A priori, une promotion illégale… Un rabais de 80% sur un pot de Nutella de 975 grammes équivaut à le vendre 0,97 euro, contre 4,85 euros normalement. Ce qui pose déjà deux problèmes : d'abord, celui de la vente à perte, qui est très strictement encadrée en France ; ensuite, celui d'une offre de prix "abusivement bas", ce qui est interdit par le Code du commerce. Comme le rappelle la DGCCRF, "l'offre de prix abusivement bas par rapport aux coûts de production, de transformation et de commercialisation de l'entreprise qui les propose constitue une pratique anticoncurrentielle".
…mais Leclerc tente de contourner la loi. Comment donc Leclerc espère-t-il contourner cette législation ? Tout simplement en ne proposant pas une réduction immédiate du pot de Nutella. En réalité, ce rabais de 80% est réalisé via un bon d'achat de 3,88 euros, crédité en caisse immédiatement après l'achat, et valable jusqu'au 31 décembre prochain. Mais "le fait qu'il s'agisse de remises en bons d'achats ne change rien, il s'agit bien d'un avantage promotionnel", estime Olivier Leroy, avocat spécialisé dans le droit de la concurrence au sein du cabinet CMS Francis Lefebvre, interrogé par BFM TV. "Sauf si le fournisseur a accordé [à Leclerc] un mandat pour le faire et a accepté de financer la différence." Une hypothèse peu probable, puisque Ferrero avait "déploré", en janvier, la promotion mise en œuvre par les magasins Intermarché.
Une loi Alimentation pas entrée en vigueur. Enfin, ce rabais pose une troisième difficulté : il est contraire à la nouvelle loi Alimentation, votée le 2 octobre dernier (et qui n'était donc qu'en préparation au moment des émeutes chez Intermarché). Ce texte prévoit en effet que les promotions sur les denrées alimentaires ne puissent excéder 34% de la valeur totale du produit. Sauf que… l'ordonnance qui doit préciser les modalités de réglementation n'a pas encore été prise. Elle ne sera présentée que le 5 décembre prochain en Conseil des ministres, selon Le Parisien, qui précise que sa mise en application n'interviendra qu'au 1er janvier 2019.

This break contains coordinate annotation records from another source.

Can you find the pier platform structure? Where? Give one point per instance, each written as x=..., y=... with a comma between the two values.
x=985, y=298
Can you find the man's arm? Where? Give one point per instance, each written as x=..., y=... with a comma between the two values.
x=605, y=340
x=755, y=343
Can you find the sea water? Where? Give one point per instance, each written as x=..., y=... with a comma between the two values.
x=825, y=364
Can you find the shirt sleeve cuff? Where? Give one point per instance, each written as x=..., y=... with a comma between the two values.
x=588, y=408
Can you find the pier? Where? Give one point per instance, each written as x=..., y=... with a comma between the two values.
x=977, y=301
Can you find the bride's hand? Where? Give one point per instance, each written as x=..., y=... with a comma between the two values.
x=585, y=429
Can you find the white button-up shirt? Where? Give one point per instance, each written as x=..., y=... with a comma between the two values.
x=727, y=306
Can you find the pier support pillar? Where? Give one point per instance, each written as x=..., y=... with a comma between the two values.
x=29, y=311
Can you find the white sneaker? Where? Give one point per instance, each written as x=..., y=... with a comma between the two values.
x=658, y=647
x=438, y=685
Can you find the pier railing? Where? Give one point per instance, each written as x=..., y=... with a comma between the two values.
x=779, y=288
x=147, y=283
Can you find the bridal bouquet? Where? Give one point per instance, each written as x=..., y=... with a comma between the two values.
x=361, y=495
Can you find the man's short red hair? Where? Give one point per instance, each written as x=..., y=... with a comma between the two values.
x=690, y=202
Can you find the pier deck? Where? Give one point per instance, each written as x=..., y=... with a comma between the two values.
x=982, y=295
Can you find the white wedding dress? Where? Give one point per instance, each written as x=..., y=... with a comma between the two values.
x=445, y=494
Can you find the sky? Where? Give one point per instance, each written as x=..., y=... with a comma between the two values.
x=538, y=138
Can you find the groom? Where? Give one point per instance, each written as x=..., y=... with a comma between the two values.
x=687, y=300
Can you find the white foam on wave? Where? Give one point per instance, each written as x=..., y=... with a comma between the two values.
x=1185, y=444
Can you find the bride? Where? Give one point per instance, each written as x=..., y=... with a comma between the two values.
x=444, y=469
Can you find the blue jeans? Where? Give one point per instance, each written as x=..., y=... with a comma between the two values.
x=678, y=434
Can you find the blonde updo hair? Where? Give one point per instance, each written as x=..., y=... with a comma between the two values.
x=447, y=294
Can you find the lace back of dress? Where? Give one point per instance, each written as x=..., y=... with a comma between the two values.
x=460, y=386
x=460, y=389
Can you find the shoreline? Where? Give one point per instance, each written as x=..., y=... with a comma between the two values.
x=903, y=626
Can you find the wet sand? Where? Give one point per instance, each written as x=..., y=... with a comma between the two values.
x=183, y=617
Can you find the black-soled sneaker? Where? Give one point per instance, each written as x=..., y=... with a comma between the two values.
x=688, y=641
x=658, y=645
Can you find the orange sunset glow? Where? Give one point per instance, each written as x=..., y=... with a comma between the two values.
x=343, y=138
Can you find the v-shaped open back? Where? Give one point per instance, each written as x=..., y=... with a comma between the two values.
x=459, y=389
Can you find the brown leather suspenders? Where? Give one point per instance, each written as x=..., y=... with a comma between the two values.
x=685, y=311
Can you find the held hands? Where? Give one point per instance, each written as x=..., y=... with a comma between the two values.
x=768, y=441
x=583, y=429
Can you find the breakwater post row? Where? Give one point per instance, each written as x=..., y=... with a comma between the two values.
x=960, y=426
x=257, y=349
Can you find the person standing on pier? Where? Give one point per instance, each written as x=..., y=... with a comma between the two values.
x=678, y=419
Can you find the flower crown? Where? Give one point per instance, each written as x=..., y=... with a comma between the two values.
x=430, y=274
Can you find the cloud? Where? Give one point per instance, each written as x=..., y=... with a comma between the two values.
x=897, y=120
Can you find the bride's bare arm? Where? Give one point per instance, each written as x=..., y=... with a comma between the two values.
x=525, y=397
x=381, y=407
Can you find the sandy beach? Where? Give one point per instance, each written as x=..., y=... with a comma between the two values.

Quid des programmes fidélité ? Cette ordonnance est très attendue, car plusieurs points restent flous. Notamment ce qui va se passer pour les clients des enseignes membres des programmes de fidélité, et qui ont donc droit à des avantages supplémentaires. C'est d'ailleurs le cas ici : le pot de Nutella à -80% chez Leclerc n'est accessible qu'aux détenteurs de la carte du magasin. En attendant d'en savoir plus, les distributeurs se préparent à s'adapter à la nouvelle législation. "Nous respecterons la loi", assurait ainsi Thierry Cotillard, président d'Intermarché, au micro d'Europe 1 il y a quelques jours. "Elle ne nous interdira pas de faire des prix très 'tapés' sur des produits non alimentaires par exemple."